One of the reasons Apartment Therapy's house tours are so popular is we all look for ideas and inspiration to use in our own homes. But they also indulge our curiosity about looking inside people's most private spaces and seeing how people live. Dinanda Nooney spent part of 1978-79 photographing Brooklynites, in 18 different neighborhoods, in and around their homes and the 500+ photo collection (viewable on the New York Public Library's website) acts as a fascinating visual time capsule.

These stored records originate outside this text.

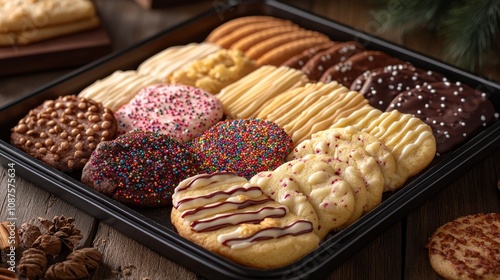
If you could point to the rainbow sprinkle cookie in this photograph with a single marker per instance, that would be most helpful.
(242, 146)
(139, 168)
(178, 111)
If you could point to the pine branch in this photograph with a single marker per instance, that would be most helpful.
(470, 30)
(406, 15)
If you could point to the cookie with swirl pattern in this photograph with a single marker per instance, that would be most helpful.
(467, 247)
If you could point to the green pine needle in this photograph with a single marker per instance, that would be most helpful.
(469, 30)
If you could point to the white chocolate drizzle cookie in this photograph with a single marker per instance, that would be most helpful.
(227, 215)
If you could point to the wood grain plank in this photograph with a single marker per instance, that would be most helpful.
(126, 259)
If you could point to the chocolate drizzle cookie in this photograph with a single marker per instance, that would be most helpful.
(454, 111)
(64, 132)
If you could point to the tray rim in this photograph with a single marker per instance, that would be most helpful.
(487, 140)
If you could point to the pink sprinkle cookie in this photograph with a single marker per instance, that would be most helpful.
(179, 111)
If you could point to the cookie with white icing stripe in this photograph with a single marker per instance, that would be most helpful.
(225, 214)
(408, 138)
(351, 154)
(371, 144)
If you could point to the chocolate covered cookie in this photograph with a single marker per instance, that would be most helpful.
(64, 132)
(346, 72)
(381, 85)
(454, 111)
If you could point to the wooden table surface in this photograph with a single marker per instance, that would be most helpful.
(398, 253)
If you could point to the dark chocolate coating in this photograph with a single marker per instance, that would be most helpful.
(381, 85)
(454, 111)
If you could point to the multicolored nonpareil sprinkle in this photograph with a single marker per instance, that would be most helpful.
(178, 111)
(139, 168)
(242, 146)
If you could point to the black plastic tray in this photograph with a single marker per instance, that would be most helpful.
(152, 227)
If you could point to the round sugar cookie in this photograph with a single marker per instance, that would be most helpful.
(242, 146)
(139, 168)
(353, 155)
(179, 111)
(371, 144)
(63, 132)
(284, 188)
(467, 248)
(454, 111)
(329, 194)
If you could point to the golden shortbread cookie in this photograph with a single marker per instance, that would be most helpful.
(467, 248)
(244, 31)
(282, 53)
(118, 88)
(234, 24)
(226, 214)
(164, 63)
(253, 39)
(286, 107)
(409, 139)
(215, 71)
(328, 193)
(24, 15)
(326, 110)
(263, 47)
(351, 154)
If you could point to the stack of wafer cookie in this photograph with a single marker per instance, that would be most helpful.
(28, 21)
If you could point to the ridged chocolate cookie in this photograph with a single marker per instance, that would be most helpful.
(455, 111)
(64, 132)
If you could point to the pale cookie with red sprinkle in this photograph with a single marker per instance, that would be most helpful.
(467, 247)
(63, 132)
(371, 144)
(351, 154)
(227, 215)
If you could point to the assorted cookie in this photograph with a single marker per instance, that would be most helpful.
(118, 88)
(467, 247)
(246, 97)
(139, 168)
(265, 138)
(63, 132)
(227, 215)
(178, 111)
(163, 64)
(454, 111)
(241, 146)
(215, 71)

It seems like the world only "discovered" Brooklyn, and her hipsters, artists and eclectics, in the past 7 or 8 years, but it has always been an interesting mix of cultures, styles, people and homes. From Italian grandmother apartments with plastic-covered couches to artsy-fartsy brownstones that could have been movie sets for The Squid and the Whale to the beachy, sand-strewn streets of Breezy Point, the passage of time has made these photographs of ordinary homes feel like a great anthropological discovery.
Having grown up in the '70s myself (albeit in a place worlds away, culturally, from Brooklyn), I delighted in revisiting some of the "groovy" furnishings from this decade - plenty of rattan and wicker, wallpaper galore, and, refreshingly, modest-size televisions.
And what a surprise to come across two photos of Jean-Michel Basquiat's childhood home in Park Slope!